For the last ~8 years I've needed extremely fast encryption (and compression) in the project I use. A few years ago when CUDA began to gain traction, I got all excited and actually decided to see what was necessary to make it work and see how fast it was.
Well at the time, I discovered that CUDA enabled encryption is quite fast. The problem is that copying the data segment to the GPU, doing the encryption and then copying the result back is painful. The copies and setup/interrupt/etc add so much latency that it runs at a roughly the same speed as just doing the operation on the CPU. Adding a couple of user/kernel space crossings probably makes the problem even worse. So during this timeframe we used dedicated compression/encryption boards for the customers that needed it fast, and everyone else just got a couple of extra CPU's dedicated to the effort. Now with AES-NI dedicated boards generally aren't necessary. Sure you have to buy a machine specifically with AES-NI right now, but I suspect that with all these instruction set extensions, within a couple of years it will be widespread.
To patch the kernel to support such an ugly hack would be quite stupid, given the fact that AES is already fairly respectable (~100MB/sec or so per CPU) anyone that needs it faster could use blowfish, or find a CPU with AES-NI.
Excellent, glad it helps! Look for some updates coming in the fairly near future...
"Anyway, GPU vendors should think about opening their drivers and computing libraries, or at least providing a mechanism to make it easy to do GPU computing inside an OS kernel"

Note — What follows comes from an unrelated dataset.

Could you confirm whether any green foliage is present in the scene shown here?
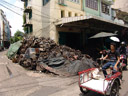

Actually they shouldn't. There's always debate about this kind of thing, but in my humble opinion adding large and complex systems that don't have to be in the kernel into the kernel is not a good thing. For this, a cryptfs userspace crypto shim is a clean solution, this would allow for adding arbitrary new crypto systems too. Regarding "the chicken and the egg", if you have a encrypted root filesystem, a lot of distros already build an initramfs -- basically a preloaded RAM disk -- this is how all the SATA and SCSI drives can be built as modules, but the right ones are loaded before the system tries to mount your hard disk. So any extra cryptfs stuff can be handled there.